O acesso à internet em questão no Brasil

Enviada em 05/11/2020

A terceira onda da Revolução Industrial foi responsável por trazer vários benefícios tecnológicos, como a internet e a praticidade em obter informações por meio dela. Hodiernamente, discute-se sobre a questão do acesso a essa ferramenta no Brasil. Entretanto, existem óbices sociais que impedem uma certa parcela da sociedade a obtenção de internet, o que vem a trazer lacunas e exclusão no meio digital.

É relevante salientar, a priori, os dados estatísticos do Comitê Gestor de Internet, o qual aponta que mais de 40 milhões de brasileiros sofrem com a ausência da ferramenta em suas residências. Nesse aspecto, esses números refletem a exclusão digital enfrentada por esses indivíduos - que são, sobretudo, habitantes de zonas rurais e periféricas -, e, dessa maneira, a precarização em levar os benefícios oferecidos pelas tecnologias à classe mais pobre.
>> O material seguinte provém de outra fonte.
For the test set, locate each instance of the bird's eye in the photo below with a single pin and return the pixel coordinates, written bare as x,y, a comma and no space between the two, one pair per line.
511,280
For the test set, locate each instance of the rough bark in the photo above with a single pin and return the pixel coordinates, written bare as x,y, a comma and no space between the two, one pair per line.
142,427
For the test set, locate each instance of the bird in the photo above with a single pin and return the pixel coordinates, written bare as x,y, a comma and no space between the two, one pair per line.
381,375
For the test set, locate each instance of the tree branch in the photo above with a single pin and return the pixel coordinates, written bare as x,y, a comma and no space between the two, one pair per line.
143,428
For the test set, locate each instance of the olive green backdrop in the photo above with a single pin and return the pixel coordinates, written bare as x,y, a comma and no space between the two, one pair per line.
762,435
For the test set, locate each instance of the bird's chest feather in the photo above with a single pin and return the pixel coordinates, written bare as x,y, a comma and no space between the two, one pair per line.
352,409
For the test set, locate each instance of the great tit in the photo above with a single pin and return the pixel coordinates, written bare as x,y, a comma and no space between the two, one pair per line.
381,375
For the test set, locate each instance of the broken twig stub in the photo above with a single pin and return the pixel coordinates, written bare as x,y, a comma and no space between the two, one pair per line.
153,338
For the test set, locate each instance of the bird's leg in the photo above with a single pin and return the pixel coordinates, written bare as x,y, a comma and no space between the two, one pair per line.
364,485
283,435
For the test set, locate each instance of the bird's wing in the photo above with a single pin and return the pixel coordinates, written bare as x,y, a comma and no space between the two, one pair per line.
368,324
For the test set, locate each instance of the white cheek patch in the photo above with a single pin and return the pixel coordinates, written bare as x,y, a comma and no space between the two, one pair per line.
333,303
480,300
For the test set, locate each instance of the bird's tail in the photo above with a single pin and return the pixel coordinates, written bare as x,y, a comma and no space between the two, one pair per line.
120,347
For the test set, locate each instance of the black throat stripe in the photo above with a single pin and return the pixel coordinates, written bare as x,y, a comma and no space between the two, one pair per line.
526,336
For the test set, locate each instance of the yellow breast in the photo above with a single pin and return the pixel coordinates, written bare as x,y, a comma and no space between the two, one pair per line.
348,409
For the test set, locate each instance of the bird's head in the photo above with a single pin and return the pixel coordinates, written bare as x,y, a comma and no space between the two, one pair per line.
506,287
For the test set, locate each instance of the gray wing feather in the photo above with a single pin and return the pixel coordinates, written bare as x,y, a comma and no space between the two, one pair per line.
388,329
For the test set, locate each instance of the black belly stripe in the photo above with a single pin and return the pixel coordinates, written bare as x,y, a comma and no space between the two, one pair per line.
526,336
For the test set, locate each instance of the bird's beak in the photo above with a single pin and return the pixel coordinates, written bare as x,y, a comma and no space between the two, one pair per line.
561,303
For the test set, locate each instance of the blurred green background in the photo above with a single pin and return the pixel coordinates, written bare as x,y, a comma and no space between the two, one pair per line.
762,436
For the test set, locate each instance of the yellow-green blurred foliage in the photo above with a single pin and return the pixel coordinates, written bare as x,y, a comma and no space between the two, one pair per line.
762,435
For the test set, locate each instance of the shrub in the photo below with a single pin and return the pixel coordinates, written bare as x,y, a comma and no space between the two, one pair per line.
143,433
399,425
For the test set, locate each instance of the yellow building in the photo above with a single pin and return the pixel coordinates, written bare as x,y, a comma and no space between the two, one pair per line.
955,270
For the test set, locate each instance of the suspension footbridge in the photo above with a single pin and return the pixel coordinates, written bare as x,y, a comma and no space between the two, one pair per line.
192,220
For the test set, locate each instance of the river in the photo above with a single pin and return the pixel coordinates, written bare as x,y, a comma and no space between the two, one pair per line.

Diante da situação, percebe-se as mazelas sociais presentes nos fatos apresentados.

Convém ressaltar, ademais, a obra literária “Globalização: as consequências humanas”, do sociólogo Zygmunt Bauman, que por sua vez ressalva a exclusão do tecido economicamente vulnerável diante das tecnologias surgidas na era globalizada. Nessa conjuntura, à medida que uma parcela da sociedade não possui acesso à internet, contribui diretamente para uma camada de indivíduos suscetíveis à desinformação no meio tecnológico. Com isso, é notável que medidas devem ser tomadas para atenuar a problemática.

Em síntese, analisa-se a exclusão digital e a precariedade na óbice em pauta. Dessa forma, é de profunda necessidade que o Ministério do Desenvolvimento Regional - órgão responsável por visar melhorias na qualidade de vida dos cidadãos -, atue em junção com empresas de internet por intermédio de instalação de redes Wi-Fi em praças municipais, disponibilizando a ferramenta para todos, a fim de mitigar a problemática. Assim, as tecnologias da terceira onda da Revolução Industrial serão pautadas no benefício e uniformidade de todos.